Mesmo diante de todo o gigantesco poder econômico da empresa escocesa, é de fato incrivelmente fácil não-comprar dois hambúrgueres, alface, queijo e molho especial. O ônus da ação é completamente deles: tudo o que preciso fazer é nunca entrar na casa do palhaço e pedir a carne prensada no pão.
Eles só lucram se formos todas cúmplices dos nossos próprios ataques cardíacos.
Não basta que todos os meios de comunicação afirmem que "homem tem que ser macho" ou que "mulher tem que ser recatada": é preciso também que todas as pessoas vigiem infindavelmente a masculinidade de uns e a sexualidade de outras.
Para exercer sua opressão, a Autoridade precisa converter as pessoas oprimidas em pessoas opressoras, ao mesmo tempo vítimas e algozes, eternamente julgando e condenando, sendo julgadas e condenadas.
Felizmente, a Autoridade não pode obrigar ninguém a se prestar a esse papel.
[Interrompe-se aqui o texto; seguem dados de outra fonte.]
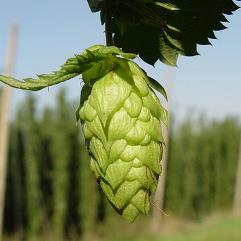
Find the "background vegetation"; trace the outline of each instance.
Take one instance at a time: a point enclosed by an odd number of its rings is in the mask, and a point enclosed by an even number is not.
[[[73,115],[77,105],[65,98],[63,90],[56,108],[46,107],[37,114],[32,96],[18,108],[11,122],[6,235],[16,234],[26,240],[51,233],[61,240],[98,232],[101,237],[105,233],[103,223],[110,228],[113,223],[123,225],[89,169],[84,139]],[[170,129],[165,212],[197,221],[207,214],[230,210],[241,132],[239,120],[228,117],[207,121],[200,116],[177,124],[172,119]],[[148,218],[140,220],[145,224]],[[217,224],[217,229],[222,225]]]

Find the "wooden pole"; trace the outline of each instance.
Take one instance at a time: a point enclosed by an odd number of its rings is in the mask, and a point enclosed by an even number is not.
[[[241,134],[240,134],[239,159],[238,159],[238,166],[237,166],[233,211],[235,214],[241,213]]]
[[[12,75],[14,58],[16,53],[17,25],[12,25],[10,30],[8,53],[5,74]],[[7,153],[8,153],[8,132],[9,132],[9,106],[11,88],[4,86],[0,101],[0,240],[3,234],[3,212],[5,179],[7,172]]]
[[[173,80],[173,70],[170,68],[166,69],[166,77],[167,79],[167,93],[168,93],[168,103],[166,104],[166,109],[169,112],[170,115],[170,92],[171,92],[171,85],[172,85],[172,80]],[[170,121],[168,121],[170,123]],[[163,219],[163,214],[165,211],[163,210],[164,208],[164,198],[165,198],[165,185],[166,185],[166,175],[167,175],[167,161],[168,161],[168,143],[169,143],[169,127],[163,127],[163,137],[165,141],[165,146],[163,149],[163,156],[161,160],[161,166],[162,166],[162,173],[159,177],[158,180],[158,186],[154,198],[154,207],[153,207],[153,216],[152,216],[152,222],[151,222],[151,227],[153,231],[157,232],[160,228],[162,219]]]

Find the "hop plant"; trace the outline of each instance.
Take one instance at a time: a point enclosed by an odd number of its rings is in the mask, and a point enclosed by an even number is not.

Ela sempre precisa que sejamos suas cúmplices.
Como na frase atribuída a Paulo Freire, tão linda que virou merecidamente um clichê, quando a educação não é libertadora, o sonho da pessoa oprimida é tornar-se uma opressora.*
Mas nós podemos dizer "não".
(*Paulo Freire, que se saiba, nunca falou isso. Não encontrei essa citação em nenhum de seus livros. A primeira vez que aparece é num livro de citações de 2009, atribuída a ele. Mas a frase se popularizou, e nunca foi corrigida, porque, apesar de apócrifa, resume perfeitamente o espírito da Pedagogia do Oprimido, certamente um dos livros mais lindos que já li na vida.)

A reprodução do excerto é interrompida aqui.